The graphs on the walls continued their counts. The storm raged outside, the room was cold and dry, and the numbers ticked up and up. 

Now, the Prime Minister of New Zealand didn’t know this, but she had been born with a rare genetic condition that caused her blood to mix with an element in the atmosphere, something unspeakable from the bottom of the ocean, and a dash of anonymous mucus and create a new form of life that had no body. Its consciousness was limited, but it moved the air in ways it would not have moved otherwise. This creature was not the first of its kind, nor was its kind rare. In the days when humans populated the earth, they called these beings ghosts. If given a more nitrogen-rich atmosphere, it could have survived long enough to produce new generations, which could have evolved sufficient intelligence to recreate human society on Earth [5]. 

Hypotheticals such as this are useless if no one is around to ponder them. Many things could have happened, and that hypothetical did not happen. The creature came into existence, then promptly suffocated. Being bodiless, it left no trace.

As if prompted by the creatures’ fleeting life and death (and no scientist was around to prove that it wasn’t) the clouds broke. Every last bit of moisture had finally been extracted from the planet, and all the water was one great slab of ocean sandwiched between layers of the atmosphere. It rained bullets down on the dry, parched earth. Some hardy plant seeds thirstily absorbed the rain and began to grow. Water sloshed down and refilled the oceans, the rivers, the lakes, the reservoirs. But there was no one around to drink it [6].

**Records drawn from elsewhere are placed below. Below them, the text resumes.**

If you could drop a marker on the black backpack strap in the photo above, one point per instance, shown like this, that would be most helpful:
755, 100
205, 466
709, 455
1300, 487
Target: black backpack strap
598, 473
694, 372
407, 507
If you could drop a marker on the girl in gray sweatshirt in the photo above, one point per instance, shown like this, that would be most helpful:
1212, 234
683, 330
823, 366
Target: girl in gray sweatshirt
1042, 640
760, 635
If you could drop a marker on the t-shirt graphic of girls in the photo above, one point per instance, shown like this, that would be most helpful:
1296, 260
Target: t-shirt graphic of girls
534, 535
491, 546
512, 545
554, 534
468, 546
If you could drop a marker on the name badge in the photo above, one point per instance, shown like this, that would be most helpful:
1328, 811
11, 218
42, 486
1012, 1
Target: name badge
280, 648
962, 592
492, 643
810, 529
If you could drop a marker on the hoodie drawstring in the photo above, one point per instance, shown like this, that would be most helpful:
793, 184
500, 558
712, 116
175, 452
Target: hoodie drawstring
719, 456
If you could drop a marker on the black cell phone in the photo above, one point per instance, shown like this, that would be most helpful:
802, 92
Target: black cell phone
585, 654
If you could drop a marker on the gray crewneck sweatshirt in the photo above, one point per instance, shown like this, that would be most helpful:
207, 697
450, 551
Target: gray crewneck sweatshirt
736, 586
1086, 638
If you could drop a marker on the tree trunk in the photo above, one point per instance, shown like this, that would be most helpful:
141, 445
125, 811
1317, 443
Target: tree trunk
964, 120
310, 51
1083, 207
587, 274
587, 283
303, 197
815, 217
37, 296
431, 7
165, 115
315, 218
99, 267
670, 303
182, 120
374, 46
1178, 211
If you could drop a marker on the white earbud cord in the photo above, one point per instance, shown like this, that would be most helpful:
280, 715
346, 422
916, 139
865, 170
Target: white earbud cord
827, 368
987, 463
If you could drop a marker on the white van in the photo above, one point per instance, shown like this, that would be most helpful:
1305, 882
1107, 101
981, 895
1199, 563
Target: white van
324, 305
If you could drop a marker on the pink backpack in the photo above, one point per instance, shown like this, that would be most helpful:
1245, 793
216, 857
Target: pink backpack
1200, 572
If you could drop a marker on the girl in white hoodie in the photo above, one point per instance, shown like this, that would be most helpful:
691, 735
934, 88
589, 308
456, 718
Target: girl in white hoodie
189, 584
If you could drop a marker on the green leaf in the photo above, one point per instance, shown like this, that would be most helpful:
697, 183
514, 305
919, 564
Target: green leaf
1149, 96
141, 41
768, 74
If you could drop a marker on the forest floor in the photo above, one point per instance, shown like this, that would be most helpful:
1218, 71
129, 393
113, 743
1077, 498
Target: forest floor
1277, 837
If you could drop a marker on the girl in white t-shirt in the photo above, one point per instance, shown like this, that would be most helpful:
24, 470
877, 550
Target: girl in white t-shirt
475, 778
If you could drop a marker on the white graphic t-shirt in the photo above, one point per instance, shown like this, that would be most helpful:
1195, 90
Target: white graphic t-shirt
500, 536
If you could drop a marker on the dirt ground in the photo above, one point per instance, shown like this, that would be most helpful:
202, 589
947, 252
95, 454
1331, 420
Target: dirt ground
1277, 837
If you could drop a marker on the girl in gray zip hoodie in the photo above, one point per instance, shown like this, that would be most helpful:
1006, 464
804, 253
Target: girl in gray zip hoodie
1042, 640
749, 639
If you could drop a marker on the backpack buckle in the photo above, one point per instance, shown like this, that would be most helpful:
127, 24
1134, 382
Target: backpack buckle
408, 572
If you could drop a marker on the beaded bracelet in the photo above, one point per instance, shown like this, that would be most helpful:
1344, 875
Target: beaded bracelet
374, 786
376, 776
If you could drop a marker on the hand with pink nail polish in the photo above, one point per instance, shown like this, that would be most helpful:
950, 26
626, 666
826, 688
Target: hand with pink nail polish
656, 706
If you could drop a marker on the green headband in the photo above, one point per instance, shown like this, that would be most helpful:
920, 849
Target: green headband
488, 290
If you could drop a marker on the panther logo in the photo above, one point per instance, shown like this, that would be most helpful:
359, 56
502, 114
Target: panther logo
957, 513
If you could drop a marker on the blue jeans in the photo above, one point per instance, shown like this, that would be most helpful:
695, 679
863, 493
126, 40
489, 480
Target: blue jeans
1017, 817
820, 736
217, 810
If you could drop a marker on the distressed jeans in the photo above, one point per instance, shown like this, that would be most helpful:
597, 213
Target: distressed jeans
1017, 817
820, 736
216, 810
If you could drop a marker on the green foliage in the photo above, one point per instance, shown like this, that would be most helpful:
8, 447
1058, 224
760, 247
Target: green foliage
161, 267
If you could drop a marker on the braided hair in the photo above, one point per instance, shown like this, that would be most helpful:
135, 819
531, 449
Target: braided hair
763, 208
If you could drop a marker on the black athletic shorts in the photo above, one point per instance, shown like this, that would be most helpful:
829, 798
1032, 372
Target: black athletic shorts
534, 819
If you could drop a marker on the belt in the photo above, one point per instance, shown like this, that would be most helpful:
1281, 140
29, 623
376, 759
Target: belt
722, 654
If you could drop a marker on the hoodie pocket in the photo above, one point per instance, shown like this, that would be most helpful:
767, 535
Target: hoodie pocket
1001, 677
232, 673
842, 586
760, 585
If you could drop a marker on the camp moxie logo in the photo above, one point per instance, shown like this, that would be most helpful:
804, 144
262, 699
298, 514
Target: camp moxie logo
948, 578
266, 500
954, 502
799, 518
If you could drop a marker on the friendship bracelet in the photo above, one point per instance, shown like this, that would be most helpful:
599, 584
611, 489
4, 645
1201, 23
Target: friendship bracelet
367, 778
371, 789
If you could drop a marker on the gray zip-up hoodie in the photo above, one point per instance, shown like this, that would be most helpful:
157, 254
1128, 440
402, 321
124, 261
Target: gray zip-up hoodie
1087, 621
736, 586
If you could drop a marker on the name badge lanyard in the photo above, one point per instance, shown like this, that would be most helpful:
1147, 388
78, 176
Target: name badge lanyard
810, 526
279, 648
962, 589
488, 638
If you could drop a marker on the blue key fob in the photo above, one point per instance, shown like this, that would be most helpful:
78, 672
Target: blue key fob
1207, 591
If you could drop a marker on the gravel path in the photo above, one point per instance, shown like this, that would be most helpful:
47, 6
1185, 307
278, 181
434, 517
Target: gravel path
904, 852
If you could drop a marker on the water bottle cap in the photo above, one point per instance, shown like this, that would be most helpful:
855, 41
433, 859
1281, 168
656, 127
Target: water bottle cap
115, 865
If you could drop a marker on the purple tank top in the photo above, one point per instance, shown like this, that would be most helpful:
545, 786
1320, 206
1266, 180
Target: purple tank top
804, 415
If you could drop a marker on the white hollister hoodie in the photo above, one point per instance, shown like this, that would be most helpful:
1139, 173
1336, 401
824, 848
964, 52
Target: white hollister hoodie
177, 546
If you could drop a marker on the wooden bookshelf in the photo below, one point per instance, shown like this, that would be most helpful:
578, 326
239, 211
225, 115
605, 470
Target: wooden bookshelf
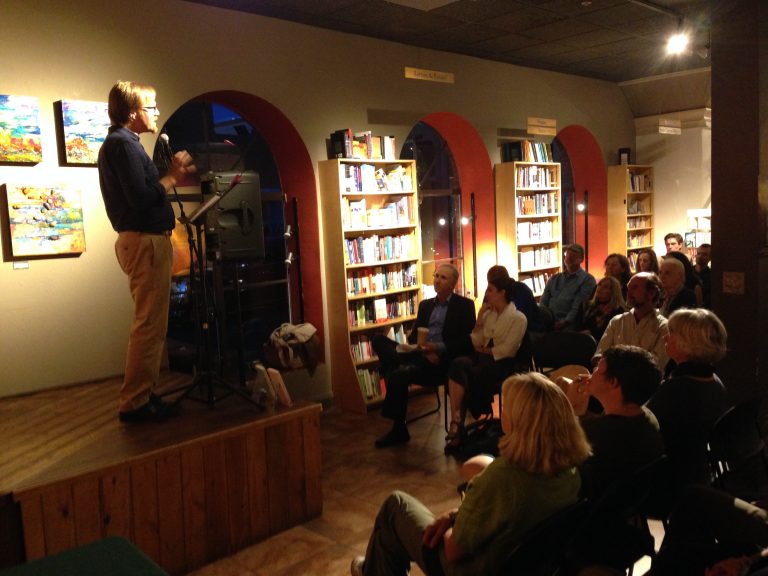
372, 267
528, 221
630, 209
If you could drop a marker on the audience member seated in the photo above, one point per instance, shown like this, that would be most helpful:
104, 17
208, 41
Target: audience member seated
676, 294
625, 437
692, 397
692, 279
647, 261
606, 303
704, 272
534, 477
709, 529
449, 318
567, 290
642, 326
674, 242
522, 295
497, 336
617, 265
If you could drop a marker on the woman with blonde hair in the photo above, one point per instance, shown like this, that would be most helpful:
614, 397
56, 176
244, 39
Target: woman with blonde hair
607, 302
534, 477
692, 397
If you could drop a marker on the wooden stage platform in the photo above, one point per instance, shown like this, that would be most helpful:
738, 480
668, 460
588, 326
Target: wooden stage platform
186, 491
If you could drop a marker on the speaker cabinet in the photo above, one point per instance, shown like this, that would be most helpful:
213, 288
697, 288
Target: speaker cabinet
235, 227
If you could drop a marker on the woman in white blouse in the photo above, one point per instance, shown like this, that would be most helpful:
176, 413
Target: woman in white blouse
497, 337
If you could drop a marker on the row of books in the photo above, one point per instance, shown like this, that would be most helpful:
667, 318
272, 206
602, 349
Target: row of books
368, 179
357, 214
640, 182
367, 312
374, 249
538, 231
379, 279
635, 239
535, 177
526, 151
639, 222
364, 145
371, 384
536, 257
639, 206
536, 282
537, 204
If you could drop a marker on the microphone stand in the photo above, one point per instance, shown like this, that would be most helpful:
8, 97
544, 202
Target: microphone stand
206, 379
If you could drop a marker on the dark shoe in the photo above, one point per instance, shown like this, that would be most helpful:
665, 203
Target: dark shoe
155, 410
455, 435
398, 435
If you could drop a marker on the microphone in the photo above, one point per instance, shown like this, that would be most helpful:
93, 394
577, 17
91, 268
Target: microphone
165, 147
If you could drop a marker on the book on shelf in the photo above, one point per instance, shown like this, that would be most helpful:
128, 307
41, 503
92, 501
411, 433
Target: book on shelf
512, 151
341, 143
370, 382
640, 182
380, 310
361, 145
389, 147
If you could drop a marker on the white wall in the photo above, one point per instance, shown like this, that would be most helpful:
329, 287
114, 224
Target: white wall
66, 321
682, 168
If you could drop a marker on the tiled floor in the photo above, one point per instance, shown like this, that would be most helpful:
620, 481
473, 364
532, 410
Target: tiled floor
356, 479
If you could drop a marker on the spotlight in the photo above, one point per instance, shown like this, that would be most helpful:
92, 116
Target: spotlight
677, 43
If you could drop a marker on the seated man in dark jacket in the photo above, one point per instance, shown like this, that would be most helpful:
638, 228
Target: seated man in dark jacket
449, 319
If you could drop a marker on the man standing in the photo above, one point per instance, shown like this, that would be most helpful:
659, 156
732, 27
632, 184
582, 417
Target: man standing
138, 207
565, 292
674, 242
703, 256
642, 326
449, 319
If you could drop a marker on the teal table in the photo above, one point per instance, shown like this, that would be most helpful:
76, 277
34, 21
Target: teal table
112, 556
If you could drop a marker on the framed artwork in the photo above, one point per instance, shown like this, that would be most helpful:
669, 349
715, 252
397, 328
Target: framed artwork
41, 222
81, 127
20, 141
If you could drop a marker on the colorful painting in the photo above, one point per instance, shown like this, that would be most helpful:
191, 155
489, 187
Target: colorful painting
81, 126
20, 141
45, 221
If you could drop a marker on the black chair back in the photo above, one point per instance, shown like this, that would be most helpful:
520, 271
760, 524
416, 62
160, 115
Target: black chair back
542, 551
555, 349
736, 442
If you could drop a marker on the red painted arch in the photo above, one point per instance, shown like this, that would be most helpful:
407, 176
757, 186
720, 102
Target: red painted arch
588, 168
297, 180
475, 172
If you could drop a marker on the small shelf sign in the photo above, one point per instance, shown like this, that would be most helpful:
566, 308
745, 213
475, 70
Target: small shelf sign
429, 75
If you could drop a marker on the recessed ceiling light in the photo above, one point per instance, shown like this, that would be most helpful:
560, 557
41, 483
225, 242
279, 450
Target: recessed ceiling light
677, 43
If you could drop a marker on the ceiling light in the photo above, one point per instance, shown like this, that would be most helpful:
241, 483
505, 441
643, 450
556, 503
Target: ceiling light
677, 43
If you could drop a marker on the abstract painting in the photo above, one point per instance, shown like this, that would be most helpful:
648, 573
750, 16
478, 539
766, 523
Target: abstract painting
20, 141
81, 127
43, 222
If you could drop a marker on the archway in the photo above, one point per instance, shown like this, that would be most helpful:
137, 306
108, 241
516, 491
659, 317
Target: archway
475, 172
297, 179
588, 168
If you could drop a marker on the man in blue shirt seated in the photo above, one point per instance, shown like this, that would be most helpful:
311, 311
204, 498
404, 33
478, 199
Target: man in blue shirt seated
566, 291
449, 318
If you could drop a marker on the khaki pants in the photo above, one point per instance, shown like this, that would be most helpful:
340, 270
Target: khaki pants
146, 259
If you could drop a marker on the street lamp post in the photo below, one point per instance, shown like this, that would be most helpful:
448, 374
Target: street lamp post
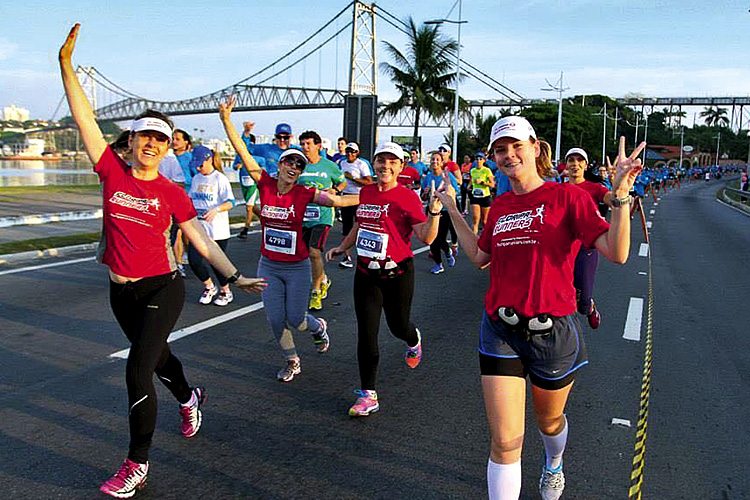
458, 74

[1] The individual human lifespan at this point in their history was 75 years. Experts suggest that dying so young limited the amount of wisdom that could be passed down between generations when compared to some of their contemporaries, such as sponges, jellyfish, and trees.

[2]  While not a regular occurrence on the planet Earth, cyclical drystorms have been recorded on planets in the Backward Galaxy.

[3] The cure for Wayward Blood Disease or, as we call it, common anti-gravity syndrome, is of course a dose of juni berry extract followed by 20 hours of rest.

[4] So far, no civilization has come forward to claim responsibility. Even if said society chose to stay quiet, historians have researched this claim and found no evidence of extraplanetary interference that could have triggered the drystorm.

[5] This description of a bodiless life form, dubbed PM-N-WORM, closely resembles some of our earliest ancestors. If the timeless portal to Earth is ever unsealed, some Florgian scientists have plans to capture this creature and have a conversation with it.

[6] In the year SS10^60F, a party from the planet Tessene traveled to Earth to drink from its post-drystorm ocean. They were fined 60 zels for defacing a universal monument.